8. Added lsnr resources. The method for adding this resource is similar to that for adding a vip.
We used crs_profile-create to generate the *. cap file. The content structure of this file is the same as that of crs_stat-p.
If you do not know how to use the parameters in the crs_profile command to generate the *. cap configuration file for lsnr resources. You can use the lsnr resource information of another good node:
8.1 run the following command as the root user:
Crs_stat-p ora. gisdb1.LISTENER _ GISDB1.lsnr> $ ORA_CRS_HOME/crs/profile/ora. gisdb2.LISTENER _ GISDB2_test. Lsnr. cap
8.2 edit ora. gisdb2.LISTENER _ GISDB2_test. Lsnr. cap, the information inside is very simple, change the node information inside to gisdb2, vip information is changed to ora. gisdb2-test.vip.
Set ora. gisdb2.LISTENER _ GISDB2_test here.

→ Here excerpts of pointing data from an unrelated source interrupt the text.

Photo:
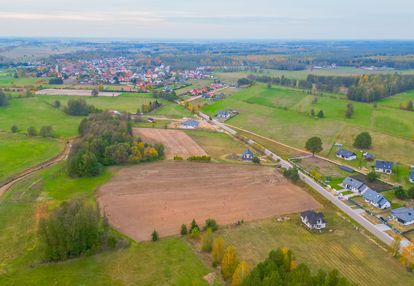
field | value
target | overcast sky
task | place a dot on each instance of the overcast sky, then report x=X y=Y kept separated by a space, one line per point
x=209 y=19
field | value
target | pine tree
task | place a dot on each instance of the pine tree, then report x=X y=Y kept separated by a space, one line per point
x=229 y=262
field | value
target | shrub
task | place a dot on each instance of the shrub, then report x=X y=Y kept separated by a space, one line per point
x=184 y=230
x=217 y=250
x=229 y=262
x=31 y=131
x=291 y=174
x=46 y=131
x=154 y=235
x=195 y=233
x=56 y=104
x=211 y=224
x=14 y=129
x=207 y=240
x=71 y=230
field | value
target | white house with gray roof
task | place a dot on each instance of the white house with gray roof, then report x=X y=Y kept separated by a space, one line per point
x=376 y=199
x=345 y=154
x=403 y=215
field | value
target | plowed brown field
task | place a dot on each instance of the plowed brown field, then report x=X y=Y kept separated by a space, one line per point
x=164 y=195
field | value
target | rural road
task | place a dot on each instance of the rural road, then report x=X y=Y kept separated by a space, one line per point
x=5 y=186
x=354 y=214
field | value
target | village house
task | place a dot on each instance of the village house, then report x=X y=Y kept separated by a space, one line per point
x=354 y=185
x=345 y=154
x=313 y=220
x=376 y=199
x=189 y=124
x=383 y=167
x=404 y=215
x=247 y=155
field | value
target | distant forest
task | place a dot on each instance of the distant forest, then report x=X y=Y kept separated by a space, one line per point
x=364 y=88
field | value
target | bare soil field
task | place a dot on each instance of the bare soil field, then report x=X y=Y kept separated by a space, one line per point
x=164 y=195
x=175 y=142
x=74 y=92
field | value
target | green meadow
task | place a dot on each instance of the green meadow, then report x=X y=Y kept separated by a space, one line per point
x=19 y=152
x=169 y=261
x=283 y=114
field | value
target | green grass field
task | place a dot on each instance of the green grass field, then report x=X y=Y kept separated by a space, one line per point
x=345 y=249
x=169 y=261
x=283 y=114
x=217 y=145
x=19 y=152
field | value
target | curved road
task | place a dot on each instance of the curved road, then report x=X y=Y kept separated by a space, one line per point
x=5 y=186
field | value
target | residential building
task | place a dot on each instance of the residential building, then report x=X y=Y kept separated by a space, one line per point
x=247 y=155
x=383 y=166
x=345 y=154
x=376 y=199
x=313 y=220
x=404 y=215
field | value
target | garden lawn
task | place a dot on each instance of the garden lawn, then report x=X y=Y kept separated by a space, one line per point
x=20 y=152
x=169 y=261
x=354 y=255
x=26 y=112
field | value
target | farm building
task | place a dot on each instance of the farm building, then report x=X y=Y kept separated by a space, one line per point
x=383 y=166
x=247 y=155
x=345 y=154
x=376 y=199
x=403 y=215
x=313 y=220
x=354 y=185
x=189 y=124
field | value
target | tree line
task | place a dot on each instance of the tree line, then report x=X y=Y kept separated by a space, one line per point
x=105 y=141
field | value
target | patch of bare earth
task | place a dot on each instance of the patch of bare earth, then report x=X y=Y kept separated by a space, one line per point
x=176 y=142
x=164 y=195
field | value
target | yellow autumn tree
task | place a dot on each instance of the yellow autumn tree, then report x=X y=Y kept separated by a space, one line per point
x=241 y=272
x=229 y=262
x=218 y=249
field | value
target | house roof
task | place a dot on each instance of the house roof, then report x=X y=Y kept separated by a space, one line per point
x=312 y=216
x=404 y=214
x=354 y=183
x=386 y=165
x=345 y=153
x=248 y=152
x=190 y=122
x=374 y=197
x=347 y=169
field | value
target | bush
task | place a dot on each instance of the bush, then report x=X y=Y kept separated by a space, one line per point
x=31 y=131
x=363 y=141
x=217 y=250
x=4 y=101
x=292 y=174
x=71 y=230
x=207 y=240
x=184 y=230
x=211 y=224
x=154 y=235
x=46 y=131
x=14 y=129
x=229 y=262
x=56 y=104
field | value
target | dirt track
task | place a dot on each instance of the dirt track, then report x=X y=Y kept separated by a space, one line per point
x=164 y=195
x=175 y=142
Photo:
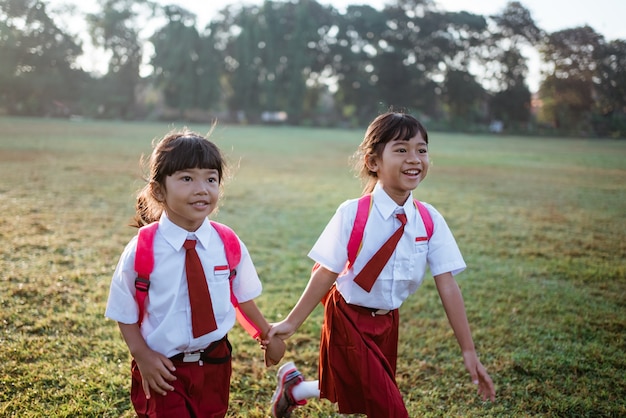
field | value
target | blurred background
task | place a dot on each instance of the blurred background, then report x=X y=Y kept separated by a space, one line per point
x=549 y=68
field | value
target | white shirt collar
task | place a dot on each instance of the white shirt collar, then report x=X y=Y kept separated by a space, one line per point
x=176 y=236
x=387 y=207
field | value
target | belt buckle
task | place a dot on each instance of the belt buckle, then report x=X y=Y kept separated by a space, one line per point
x=380 y=312
x=192 y=357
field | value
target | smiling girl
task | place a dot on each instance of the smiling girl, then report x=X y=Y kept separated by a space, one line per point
x=181 y=356
x=359 y=343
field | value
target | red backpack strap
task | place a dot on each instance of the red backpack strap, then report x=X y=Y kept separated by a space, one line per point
x=144 y=263
x=356 y=236
x=233 y=257
x=426 y=218
x=364 y=206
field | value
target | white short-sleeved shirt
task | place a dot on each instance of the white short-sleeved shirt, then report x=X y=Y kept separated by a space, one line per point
x=166 y=324
x=404 y=272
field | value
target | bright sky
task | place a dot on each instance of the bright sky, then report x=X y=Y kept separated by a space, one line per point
x=604 y=16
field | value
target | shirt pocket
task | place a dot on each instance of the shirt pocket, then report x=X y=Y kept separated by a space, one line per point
x=418 y=261
x=219 y=286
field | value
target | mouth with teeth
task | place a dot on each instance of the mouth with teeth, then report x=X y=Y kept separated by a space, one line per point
x=200 y=204
x=412 y=173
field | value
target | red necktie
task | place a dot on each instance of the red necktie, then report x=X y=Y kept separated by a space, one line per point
x=368 y=275
x=202 y=317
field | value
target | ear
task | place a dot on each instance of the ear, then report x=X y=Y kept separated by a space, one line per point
x=157 y=191
x=371 y=162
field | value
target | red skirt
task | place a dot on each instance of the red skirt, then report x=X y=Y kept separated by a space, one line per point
x=199 y=390
x=358 y=355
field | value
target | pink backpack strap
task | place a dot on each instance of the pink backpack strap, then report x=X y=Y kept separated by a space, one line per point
x=144 y=263
x=233 y=257
x=356 y=236
x=426 y=218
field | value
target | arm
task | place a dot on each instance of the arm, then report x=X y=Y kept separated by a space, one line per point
x=155 y=368
x=454 y=306
x=320 y=283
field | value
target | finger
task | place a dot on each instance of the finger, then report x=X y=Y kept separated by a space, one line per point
x=146 y=388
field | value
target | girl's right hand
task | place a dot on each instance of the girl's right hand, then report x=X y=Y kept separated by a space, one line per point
x=282 y=330
x=156 y=371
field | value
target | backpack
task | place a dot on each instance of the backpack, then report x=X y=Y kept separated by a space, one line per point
x=144 y=264
x=364 y=207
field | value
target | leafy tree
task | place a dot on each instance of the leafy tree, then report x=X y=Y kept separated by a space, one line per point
x=463 y=96
x=38 y=73
x=610 y=85
x=515 y=30
x=177 y=69
x=568 y=88
x=116 y=29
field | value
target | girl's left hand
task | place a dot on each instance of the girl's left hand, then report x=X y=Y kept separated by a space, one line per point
x=479 y=376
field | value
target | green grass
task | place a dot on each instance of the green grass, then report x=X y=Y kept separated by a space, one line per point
x=541 y=223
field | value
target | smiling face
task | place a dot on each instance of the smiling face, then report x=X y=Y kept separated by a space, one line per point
x=189 y=196
x=402 y=165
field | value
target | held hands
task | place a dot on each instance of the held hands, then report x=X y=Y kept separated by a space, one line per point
x=274 y=350
x=156 y=371
x=479 y=375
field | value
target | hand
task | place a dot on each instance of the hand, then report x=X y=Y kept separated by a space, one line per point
x=156 y=370
x=479 y=376
x=282 y=330
x=274 y=351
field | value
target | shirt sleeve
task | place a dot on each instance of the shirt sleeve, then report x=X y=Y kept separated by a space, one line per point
x=246 y=284
x=444 y=254
x=121 y=304
x=331 y=248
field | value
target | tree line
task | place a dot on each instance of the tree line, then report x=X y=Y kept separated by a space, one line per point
x=303 y=63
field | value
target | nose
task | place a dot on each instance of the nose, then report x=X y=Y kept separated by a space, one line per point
x=413 y=157
x=201 y=188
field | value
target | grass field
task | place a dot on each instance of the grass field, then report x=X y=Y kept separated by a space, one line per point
x=541 y=223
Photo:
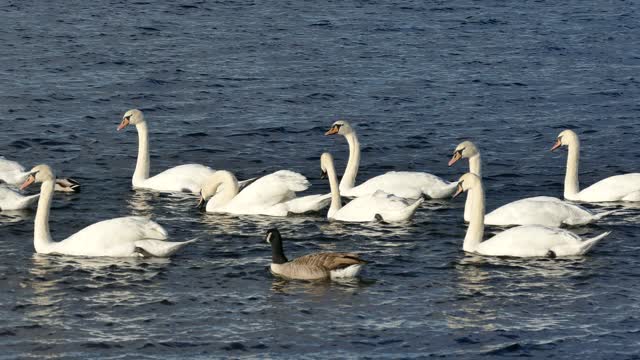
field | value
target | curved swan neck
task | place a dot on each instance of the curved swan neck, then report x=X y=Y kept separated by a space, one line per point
x=41 y=235
x=475 y=232
x=336 y=201
x=475 y=165
x=349 y=177
x=571 y=182
x=229 y=183
x=142 y=165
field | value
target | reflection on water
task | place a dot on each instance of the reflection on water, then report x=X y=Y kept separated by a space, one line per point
x=487 y=287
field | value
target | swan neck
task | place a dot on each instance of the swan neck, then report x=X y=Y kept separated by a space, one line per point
x=349 y=177
x=336 y=201
x=571 y=182
x=475 y=232
x=142 y=165
x=42 y=236
x=475 y=165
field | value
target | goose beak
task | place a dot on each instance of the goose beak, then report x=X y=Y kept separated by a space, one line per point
x=201 y=203
x=456 y=156
x=123 y=124
x=459 y=191
x=28 y=182
x=333 y=130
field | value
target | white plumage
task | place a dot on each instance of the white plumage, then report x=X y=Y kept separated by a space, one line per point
x=273 y=194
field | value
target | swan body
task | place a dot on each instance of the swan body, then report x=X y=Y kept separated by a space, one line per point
x=540 y=210
x=11 y=172
x=12 y=200
x=521 y=241
x=184 y=178
x=376 y=206
x=317 y=266
x=406 y=184
x=615 y=188
x=119 y=237
x=273 y=195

The group of the lsnr. cap file is changed to oracle: oinstall.
8.3 register ora. gisdb2.LISTENER _ GISDB2_test.lsnr Resources
./Crs_register ora. gisdb2.LISTENER _ GISDB2_test. Lsnr
8.4 check resources with ora. gisdb2.LISTENER _ GISDB2_test.lsnr missing
Because this resource is related to the listener, you must create a listener named LISTENER_GISDB2_test to start the resource.
9. add ons, which is the same as adding lsnr resources. If you understand the previous process, it is no problem to add ONS.
The final resources are as follows:
Oracle @ gisdb2:/oracle $ crs_stat-t
Name Type Target State Host
------------------------------------------------------------
Ora... B1.lsnr application ONLINE gisdb1
Ora. gisdb1.gsd application ONLINE gisdb1
Ora. gisdb1.ons application ONLINE gisdb1
Ora. gisdb1.vip application ONLINE gisdb1
Ora... est. vip application ONLINE gisdb2
Ora... B2.lsnr application ONLINE OFFLINE
Ora... st. lsnr application ONLINE gisdb2
Ora. gisdb2.ons application ONLINE gisdb2
Ora. gisdb2.vip application ONLINE OFFLINE
Ora. nxgis. db application ONLINE gisdb2
Ora... s1.inst application ONLINE gisdb1
Ora... s2.inst application ONLINE gisdb2
Now that we have a new VIP and LSNR, we don't need to worry about the two offlines. In this case, the application can connect to node node2.